Day after Thanksgiving 2004
Dear Jen,
You’ve spent today realizing the guy you brought to Thanksgiving dinner with the family isn’t “the one”. Your gut will be an electric mixer as you end it over a phone call at 2 pm. You’ve had a rough year, and (spoiler alert) it will get worse.
A disgruntled former employee will slash your tire leaving you stranded until midnight at work. Your boss will tell you that you’re on written warning, that she has no confidence in your ability to change, and will probably end up firing you.
Your passenger car window will be shattered by a car prowler while you attend a company Christmas dinner, leading you to file a second police report in two weeks before your frigid 42 minute drive home.

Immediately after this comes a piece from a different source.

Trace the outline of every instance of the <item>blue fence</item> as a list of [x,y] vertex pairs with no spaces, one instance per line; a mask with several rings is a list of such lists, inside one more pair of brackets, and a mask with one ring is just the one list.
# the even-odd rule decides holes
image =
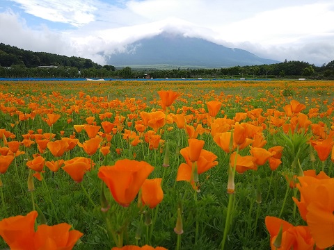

You may choose to backslide into some familiar self destructive patterns, and abandon hope for the future life you’ve imagined. Don’t. You aren’t already been chewed, blueberry, Hubba Bubba, covered in gravel, on the bottom of life’s shoe.
Next year, in 2005, you will toast at Thanksgiving in New York with the adorable husband (you haven’t met yet), his 97 year old grandmother and the rest of your new family. You will cry from the dynamic shift your life has taken, and overwhelming joy in your life.
Have hope. These trials are teaching you patience you’ll rely on for the other stuff coming I can’t tell you about yet.
You’ve got this!
Love,
Jen
from the day after Thanksgiving 2015
Genealogy Jen’s challenge of the week – Life rarely goes according to plan. If a time-traveling DeLorean is not an option to change your past, write your former self a letter. What advice do you need most? Bonus Points- Identify a person who may be experiencing something similar now, and reach out to them.
You can read the post that inspired this letter here.
Yup. It’s hanging on and trusting life will evolve. Good job.
Thanks Janet! I appreciate your comments and encouragement. My husband calls that hanging on “white nuckeling hope”. Sometimes you have to grip hope as hard as you can so you don’t lose it completely.
A wonderful of pain, perseverance, hope, joy and fulfillment. Thanks for sharing this precious story, Jen.
Thanks for the comment! When you’re in the middle of the hard stuff, it can be difficult to remember it probably won’t be that way forever.